Kawasan hutan lindung dan konservasi dengan luas di bawah 25.000 Ha di Sumatera bagian Utara telah banyak berubah menjadi kebun sawit. Kasus yang mencuat menjadi isu nasional adalah ditangkapnya DL Sitorus yang merambah kawasan Hutan Produksi Terbatas di Padang Lawas menjadi kebun sawit seluas 30.000 Ha. Nampaknya, kebijakan nasional mendukung perluasan usaha perkebunan kelapa sawit. Kebijakan ini mengkatalis lahirnya kelompok yang disebut sebagai the land-seeking society. Ini adalah istilah untuk menyebut kelompok-kelompok yang berhasrat melakukan penguasaan tanah seluas-luasnya. Kelompok haus tanah ini mencari lahan-lahan terlantar untuk ditanami sawit. Perkebunan sawit merupakan bisnis yang menjanjikan. Tanah yang tersedia luas dan sesuai dengan sawit, pasar masih sangat baik, dan permintaan global terus meningkat.

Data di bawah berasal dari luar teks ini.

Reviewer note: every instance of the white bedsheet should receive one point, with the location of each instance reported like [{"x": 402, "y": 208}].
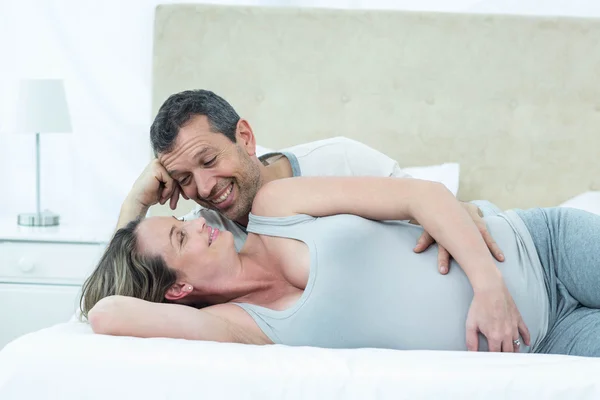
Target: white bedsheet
[{"x": 68, "y": 362}]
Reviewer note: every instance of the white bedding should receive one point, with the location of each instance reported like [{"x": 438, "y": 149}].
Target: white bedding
[{"x": 69, "y": 362}]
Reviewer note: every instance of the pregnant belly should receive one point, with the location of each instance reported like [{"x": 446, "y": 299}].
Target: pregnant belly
[{"x": 398, "y": 299}]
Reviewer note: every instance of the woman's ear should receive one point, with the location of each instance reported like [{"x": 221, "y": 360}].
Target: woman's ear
[{"x": 178, "y": 291}]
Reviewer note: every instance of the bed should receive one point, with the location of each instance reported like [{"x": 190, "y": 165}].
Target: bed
[{"x": 515, "y": 101}]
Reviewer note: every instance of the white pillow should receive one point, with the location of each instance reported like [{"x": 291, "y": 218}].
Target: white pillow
[
  {"x": 588, "y": 201},
  {"x": 447, "y": 174}
]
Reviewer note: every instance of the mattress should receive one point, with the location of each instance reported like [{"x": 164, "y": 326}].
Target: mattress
[{"x": 67, "y": 361}]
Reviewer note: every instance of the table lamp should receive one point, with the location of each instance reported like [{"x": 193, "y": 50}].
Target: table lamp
[{"x": 42, "y": 108}]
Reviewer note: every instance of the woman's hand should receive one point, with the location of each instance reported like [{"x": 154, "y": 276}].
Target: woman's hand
[
  {"x": 426, "y": 240},
  {"x": 493, "y": 313}
]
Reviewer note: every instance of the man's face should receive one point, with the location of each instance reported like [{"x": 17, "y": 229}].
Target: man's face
[{"x": 214, "y": 171}]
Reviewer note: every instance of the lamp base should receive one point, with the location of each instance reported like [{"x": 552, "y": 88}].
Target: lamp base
[{"x": 45, "y": 218}]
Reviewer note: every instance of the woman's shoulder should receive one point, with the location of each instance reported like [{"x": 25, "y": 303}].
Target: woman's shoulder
[{"x": 240, "y": 323}]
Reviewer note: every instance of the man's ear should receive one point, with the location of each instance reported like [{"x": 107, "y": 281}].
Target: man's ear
[
  {"x": 178, "y": 291},
  {"x": 245, "y": 137}
]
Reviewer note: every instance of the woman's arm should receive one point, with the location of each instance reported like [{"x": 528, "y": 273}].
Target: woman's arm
[
  {"x": 129, "y": 316},
  {"x": 379, "y": 198}
]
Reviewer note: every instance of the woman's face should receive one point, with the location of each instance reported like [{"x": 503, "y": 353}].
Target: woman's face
[{"x": 199, "y": 253}]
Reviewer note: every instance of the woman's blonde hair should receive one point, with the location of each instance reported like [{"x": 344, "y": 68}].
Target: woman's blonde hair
[{"x": 124, "y": 270}]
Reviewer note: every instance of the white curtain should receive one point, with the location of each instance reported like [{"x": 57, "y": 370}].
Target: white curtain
[{"x": 102, "y": 49}]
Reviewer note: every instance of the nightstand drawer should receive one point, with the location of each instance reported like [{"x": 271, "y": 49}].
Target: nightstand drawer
[{"x": 39, "y": 262}]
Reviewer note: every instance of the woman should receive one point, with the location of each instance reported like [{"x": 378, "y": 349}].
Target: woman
[{"x": 328, "y": 262}]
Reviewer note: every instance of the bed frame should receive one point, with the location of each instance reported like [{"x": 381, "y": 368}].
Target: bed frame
[{"x": 514, "y": 100}]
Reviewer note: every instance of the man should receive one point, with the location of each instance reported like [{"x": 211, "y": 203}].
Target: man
[{"x": 207, "y": 153}]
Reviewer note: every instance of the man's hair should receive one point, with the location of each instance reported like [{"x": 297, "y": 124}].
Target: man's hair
[
  {"x": 124, "y": 270},
  {"x": 179, "y": 108}
]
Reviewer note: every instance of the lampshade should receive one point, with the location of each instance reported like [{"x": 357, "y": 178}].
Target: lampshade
[{"x": 42, "y": 107}]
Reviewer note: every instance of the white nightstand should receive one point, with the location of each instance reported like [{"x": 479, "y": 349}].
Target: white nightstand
[{"x": 41, "y": 273}]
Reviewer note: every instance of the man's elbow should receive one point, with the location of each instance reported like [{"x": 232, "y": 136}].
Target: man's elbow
[{"x": 104, "y": 316}]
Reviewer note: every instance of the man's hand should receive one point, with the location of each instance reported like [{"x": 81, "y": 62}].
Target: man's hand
[
  {"x": 154, "y": 185},
  {"x": 493, "y": 313},
  {"x": 444, "y": 257}
]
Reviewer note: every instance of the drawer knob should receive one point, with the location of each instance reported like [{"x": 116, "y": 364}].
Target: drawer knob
[{"x": 26, "y": 264}]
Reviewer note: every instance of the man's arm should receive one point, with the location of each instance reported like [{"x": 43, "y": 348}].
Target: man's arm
[
  {"x": 366, "y": 161},
  {"x": 153, "y": 186}
]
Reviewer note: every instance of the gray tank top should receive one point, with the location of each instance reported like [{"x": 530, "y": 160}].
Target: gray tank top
[{"x": 367, "y": 288}]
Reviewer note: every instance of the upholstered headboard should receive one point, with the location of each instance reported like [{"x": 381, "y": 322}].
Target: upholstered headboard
[{"x": 514, "y": 100}]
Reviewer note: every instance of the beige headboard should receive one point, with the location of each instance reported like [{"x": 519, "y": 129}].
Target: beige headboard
[{"x": 514, "y": 100}]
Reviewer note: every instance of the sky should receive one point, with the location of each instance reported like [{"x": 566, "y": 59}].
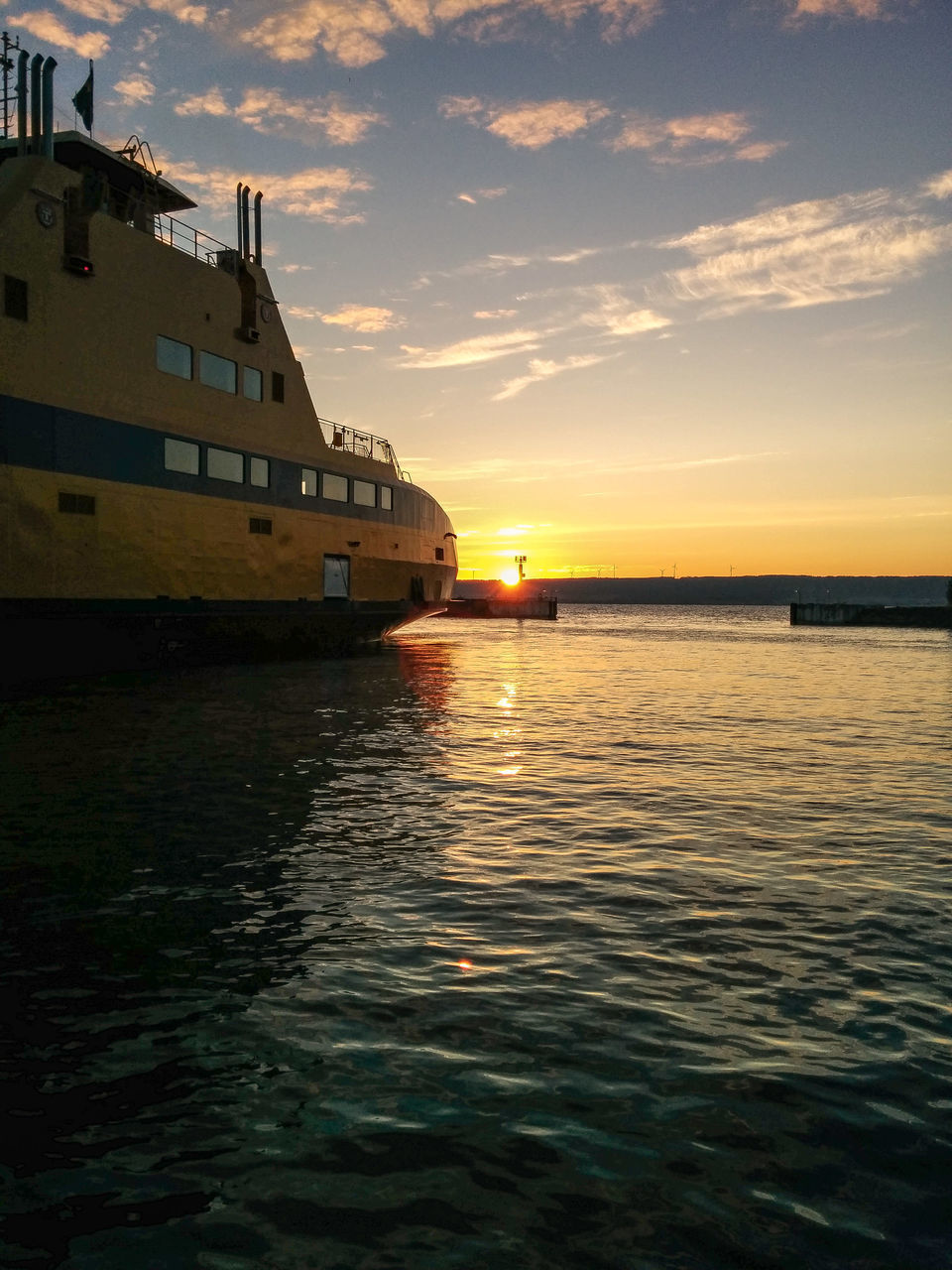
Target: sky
[{"x": 633, "y": 286}]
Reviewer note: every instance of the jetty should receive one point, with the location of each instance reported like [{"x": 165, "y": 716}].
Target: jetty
[
  {"x": 924, "y": 616},
  {"x": 540, "y": 606}
]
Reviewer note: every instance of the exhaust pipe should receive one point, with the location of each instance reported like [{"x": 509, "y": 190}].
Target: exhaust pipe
[
  {"x": 259, "y": 195},
  {"x": 36, "y": 100},
  {"x": 245, "y": 227},
  {"x": 22, "y": 102},
  {"x": 48, "y": 108}
]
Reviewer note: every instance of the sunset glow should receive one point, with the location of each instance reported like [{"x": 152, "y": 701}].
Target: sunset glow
[{"x": 660, "y": 287}]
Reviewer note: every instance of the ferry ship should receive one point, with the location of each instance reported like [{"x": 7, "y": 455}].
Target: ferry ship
[{"x": 167, "y": 486}]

Kebun sawit yang terus berkembang ini menjadikan kawasan hutan, termasuk kawasan konservasi, mengalami fragmentasi. Kawasan hutan yang masih utuh hanya tersisa di tempat-tempat yang sulit dijangkau transportasi, lereng-lereng curam atau jauh dari jaringan jalan, pusat-pusat pertumbuhan, dan pasar. Kawasan hutan yang masih cukup baik terpisah-pisah letaknya. Ini adalah fenomena island ecosystem di kawasan-kawasan konservasi. Kawasan-kawasan konservasi dikelilingi oleh tata guna lahan yang sudah berubah menjadi kebun-kebun monokultur baik sawit, hutan tanaman industri miskin jenis, dan karet.


Wood (2003) menyatakan bahwa 3 dari 5 pohon di hutan hujan tropis dataran rendah Sumatra telah ditebang atau dibakar dalam periode 1985-2000. Sebagian besar penebangan ini mensuplai industri pulp dan kertas. Satu kubik kertas memerlukan 5 kubik kayu. Sebagian besar kayu tersebut berasal dari hutan alam.


Tekanan utama terhadap hutan tropis dataran rendah juga disebabkan oleh konversi hutan ke perkebunan sawit. Sepertiga pasokan sawit dunia disuplai dari Indonesia. Areal sawit meningkat 36 kali lipat sejak 1960. Tidak kurang dari 4,1 juta hektar hutan tropis telah lenyap. Telapak (2000) menyebut Indonesia sebagai pengekspor sawit terbesar setelah Malaysia. Lokasi utama perkebunan sawit ini tersebar di Sumatera Utara (905.000 ha), Riau (544.700 ha), Kalimantan Barat (211.400 ha), dan Sumatra Selatan (206.000 ha). Angka ini akan terus bertambah dengan cepat setelah para pengusaha mulai mengincar hutan-hutan di Kalimantan Timur, Sulawesi, dan Irian Jaya (Susila, 1998 dalam Kartodihardjo dan Supriono, 2000).


Lebih dari 70% (1,8 juta ha dari 2,6 juta ha) perkebunan sawit dikelola konglomerat. Hal ini mendorong tumbuhnya monopoli dan oligopoli di pasar. Agen di balik munculnya kebijakan nasional terhadap rusaknya hutan adalah IMF. Dalam nota persetujuannya dengan pemerintah Indonesia, IMF menuntut kebijakan kesempatan investasi di bidang agro-industri khususnya perkebunan sawit skala besar (Suara Pembaruan, 1999).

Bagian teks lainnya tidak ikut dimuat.